The Neighborhood Crime Prevention Councils of Rockridge, Montclair and North Hills (police beats 13 X, Y, and Z) gathered to brainstorm on the best methods of safeguarding homes against theft in cooperation with the Oakland Police Department, Bay Alarm and Reed Security.
"No matter what the city says, people still feel like victims and crime still happens in their neighborhoods. Residents are ready to take the extra steps to arm themselves," said Jill Broadhurst, chair of the Montclair Safety Improvement Council.
Oakland Police Problem Solving Officer Joe Balaoro, who works in the hills, saw a presentation about how residents can best safeguard their homes in the Dimond district earlier this year and asked that it be shared with the crime-prevention councils in the hills.
"There are a lot of things people can do to deter break-ins. It seems simple, but it really makes a difference in awareness," said Balaoro.
Angie Haller, chair of the Crime Safety Team in the Dimond district (beat 22X) put the workshop together in response to recent burglaries in the area. In many cases, doors and windows weren't properly protected, Haller says.
The methods taught in the workshop have proved to be so successful that they are being repeated in police beats
Stan Weisner of the Piedmont Pines Neighborhood Association hopes to share what he learned with neighbors.
"A lot of people just don't come to these meetings, so I'm here to bring information back to them," he said.
The event was co-sponsored by the Public Safety Committee of the North Hills Community Association, chaired by Jim Dexter, the Greater Rockridge NCPC, chaired by Frank Castro and the Montclair Safety Improvement Council.
"It's a good junction between the crime-prevention councils, the problem-solving officers and the (security and alarm) companies," explained Haller.
Dexter sees this as an effort worth building on.
"The NCPCs have been operating relatively independent of each other," he said. "I'm a big advocate of working together. This meeting is the first fruition of this effort.
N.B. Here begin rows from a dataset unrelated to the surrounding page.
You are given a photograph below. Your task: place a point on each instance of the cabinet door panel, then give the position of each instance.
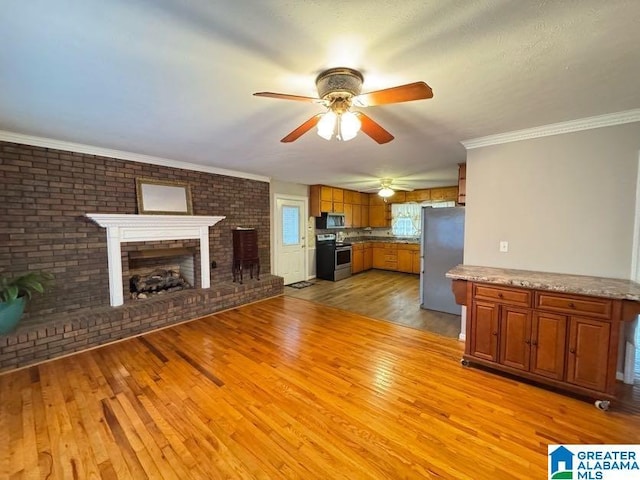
(348, 215)
(484, 331)
(405, 260)
(588, 352)
(357, 261)
(378, 258)
(368, 257)
(548, 339)
(515, 337)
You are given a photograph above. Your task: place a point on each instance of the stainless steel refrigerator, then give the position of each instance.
(441, 249)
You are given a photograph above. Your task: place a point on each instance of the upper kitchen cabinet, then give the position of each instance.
(325, 199)
(444, 194)
(337, 195)
(423, 195)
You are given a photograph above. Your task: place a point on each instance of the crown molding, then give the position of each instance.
(599, 121)
(122, 155)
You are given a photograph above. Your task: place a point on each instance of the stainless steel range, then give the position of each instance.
(333, 259)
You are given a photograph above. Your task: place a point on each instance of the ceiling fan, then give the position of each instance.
(339, 91)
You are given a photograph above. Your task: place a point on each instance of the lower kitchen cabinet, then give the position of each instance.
(368, 256)
(588, 352)
(385, 256)
(409, 258)
(357, 258)
(563, 340)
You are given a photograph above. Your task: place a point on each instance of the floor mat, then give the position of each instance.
(300, 285)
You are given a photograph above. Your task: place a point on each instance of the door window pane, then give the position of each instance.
(290, 225)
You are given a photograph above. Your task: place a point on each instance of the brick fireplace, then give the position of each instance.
(139, 228)
(45, 194)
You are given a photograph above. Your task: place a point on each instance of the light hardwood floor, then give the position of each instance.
(286, 388)
(381, 294)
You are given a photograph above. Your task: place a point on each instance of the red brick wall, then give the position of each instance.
(45, 193)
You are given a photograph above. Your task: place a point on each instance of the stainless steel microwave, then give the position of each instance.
(330, 220)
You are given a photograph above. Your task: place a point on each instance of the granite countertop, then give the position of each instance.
(557, 282)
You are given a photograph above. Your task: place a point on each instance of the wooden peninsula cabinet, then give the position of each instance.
(562, 339)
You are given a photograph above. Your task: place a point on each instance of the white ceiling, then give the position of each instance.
(174, 79)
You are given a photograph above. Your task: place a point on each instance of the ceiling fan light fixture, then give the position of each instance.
(349, 126)
(385, 192)
(327, 125)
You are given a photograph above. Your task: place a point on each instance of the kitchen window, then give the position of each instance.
(406, 218)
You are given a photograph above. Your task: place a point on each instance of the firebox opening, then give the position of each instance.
(160, 271)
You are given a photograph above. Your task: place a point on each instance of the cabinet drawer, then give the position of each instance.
(509, 296)
(591, 306)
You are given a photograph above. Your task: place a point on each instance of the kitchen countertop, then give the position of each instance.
(557, 282)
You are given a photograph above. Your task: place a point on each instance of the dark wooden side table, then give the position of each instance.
(245, 252)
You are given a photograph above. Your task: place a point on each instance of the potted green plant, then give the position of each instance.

I am just thrilled." Other groups support such a move. "Robbers don't know (neighborhood) borders, so it's important to stay connected and share technology," said Broadhurst.
Rockridge's Castro agrees. "My wish is to show people we all have a common goal, which is how to harden the targets to keep residents safe," he said. "It's nice to get everyone in the same geographic area on the same page."